E-Brieftasche: EU-Kommission will ständige Personenkennung durch die Hintertür

Bürgerrechtler beklagen ein Foulspiel der EU-Kommission bei der europäischen digitalen Identität: Firmen dürften verifizierte Ausweisdaten abfragen.

In Pocket speichern vorlesen Druckansicht 105 Kommentare lesen
Eine Zeichnung, auf der ein Chef zu sehen ist, der seinen Mitarbeiter mit einer Lupe beobachtet.

(Bild: Elnur/Shutterstock.com)

Lesezeit: 3 Min.

Die Umsetzung der Verordnung für eine europäische elektronische Identität (EUid) auf Basis digitaler Brieftaschen (E-Wallets) sorgt weiter für Wirbel. Besonders umstritten war zwischen den EU-Staaten und dem Parlament die von der EU-Kommission geforderte Pflicht, den vorgesehenen elektronischen Identitätsnachweis (eID) als lebenslange Personenkennziffer auszugestalten. Der Gesetzgeber entschied sich letztlich gegen das Konzept einer "eindeutigen und dauerhaften Kennung" bei den Online-Brieftaschen. Die Kommission will ihre Idee nun aber durch die Hintertür einführen, mit einem Rechtsakt zur Umsetzung der eIDAS-Verordnung.

Laut Artikel 11a der eIADS-Verordnung sollen Mitgliedstaaten einen eindeutigen Identitätsabgleich natürlicher Personen durchführen, wenn der jeweilige Staat bei grenzüberschreitenden Diensten auf die elektronische Identität solcher Personen vertraut. Geht es nach dem Entwurf der Kommission für die Ausführungsbestimmungen, sollen allerdings auch private Unternehmen auf diesen hoheitlichen zentralisierten Dienst zur Identitätsprüfung zugreifen dürfen.

Dies soll nicht nur möglich sein, wenn die Nutzeridentifizierung durch nationales oder EU-weites Recht vorgeschrieben ist, sondern ausdrücklich auch bei "Know your Customer"-Fällen.

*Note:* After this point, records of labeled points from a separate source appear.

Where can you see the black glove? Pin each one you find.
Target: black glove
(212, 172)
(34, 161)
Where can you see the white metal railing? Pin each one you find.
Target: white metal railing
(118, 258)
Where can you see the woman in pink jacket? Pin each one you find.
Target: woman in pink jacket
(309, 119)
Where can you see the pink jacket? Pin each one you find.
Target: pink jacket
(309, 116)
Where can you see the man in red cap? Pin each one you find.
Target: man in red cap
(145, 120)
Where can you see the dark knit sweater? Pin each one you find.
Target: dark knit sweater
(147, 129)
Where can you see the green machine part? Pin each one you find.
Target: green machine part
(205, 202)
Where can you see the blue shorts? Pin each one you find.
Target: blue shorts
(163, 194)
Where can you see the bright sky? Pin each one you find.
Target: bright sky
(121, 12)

In diesen sind Finanzinstitute angewiesen, die Identität von Kunden zu verifizieren. Vor allem der Kreditkarten-Konzern Visa drängt hier auf Erleichterungen.

Die Kommission überschreite damit eine rote Linie und gehe "eklatant über ihre Grenzen hinaus", moniert die österreichische Bürgerrechtsorganisation Epicenter.works in einer Stellungnahme. Der private Sektor sei ausdrücklich vom Identitätsabgleich im Sinne der Verordnung ausgeschlossen worden. Ein zentralisiertes System für den Identitätsabgleich mit einem eindeutigen und permanenten Personenkennzeichen habe der Gesetzgeber generell nicht vorgesehen. Die Kommission wolle Artikel 11 unzulässigerweise erweitern und die politische Übereinkunft missachten. Epicenter.works fordert daher: "Um das Vertrauen in das eIDAS-Ökosystem und den demokratischen Prozess aufrechtzuerhalten, müssen diese neuen Bestimmungen umgehend gestrichen werden."

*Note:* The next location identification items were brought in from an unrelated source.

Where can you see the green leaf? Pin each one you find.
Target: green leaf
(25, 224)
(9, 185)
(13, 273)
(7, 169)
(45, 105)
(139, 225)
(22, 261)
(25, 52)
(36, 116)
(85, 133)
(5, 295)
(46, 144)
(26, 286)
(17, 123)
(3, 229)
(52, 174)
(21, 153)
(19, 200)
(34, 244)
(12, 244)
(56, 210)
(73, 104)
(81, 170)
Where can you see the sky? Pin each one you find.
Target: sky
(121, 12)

Kritiker befürchten, dass über den Abgleich der lebenslangen Kennziffer Informationen aus vielen Lebensbereichen zusammengeführt und die Bürger gläsern werden könnten. Niemand dürfe Interaktionen von EUid-Nutzern zentral beobachten und Informationen aus Bereichen wie E-Government, Bankgeschäften, Fahrten mit öffentlichen Verkehrsmitteln oder Logins bei Sozialen Netzwerken verknüpfen können. Übel stößt Epicenter.works zudem auf, dass die Kommission die Aufnahme weiterer, optionaler Datensätze für Identitätsabgleiche vorsieht. Das würde die Identifizierung geradezu sabotieren, sofern nicht alle Beteiligten den selben optionalen Datensatz gespeichert hätten.

Zusammen mit 14 anderen Bürgerrechtsorganisationen wie European Digital Rights (EDRi) und der Electronic Frontier Foundation kritisiert Epicenter.works weiter, dass das vorgeschriebene öffentliche Register der die EUid nutzenden Parteien mangelhaft sei. So sehe die derzeitige Bestimmung keine Möglichkeit vor, alle registrierten Stellen aufzulisten. Damit könnten etwa Verbraucherschützer nicht erkennen, wie Arbeitgeber oder Unternehmen die Identitäten verwendeten. Auf diese Weise wäre es beispielsweise Facebook möglich, Schutzmaßnahmen zu umgehen und von europäischen Nutzern alle Daten aus der Wallet zu verlangen. Zudem habe die Kommission bereits mit ersten Durchführungsakten das Recht, Pseudonyme zu verwenden, verwässert. Mit den jüngsten Entwürfen habe sich die Situation weiter verschlechtert.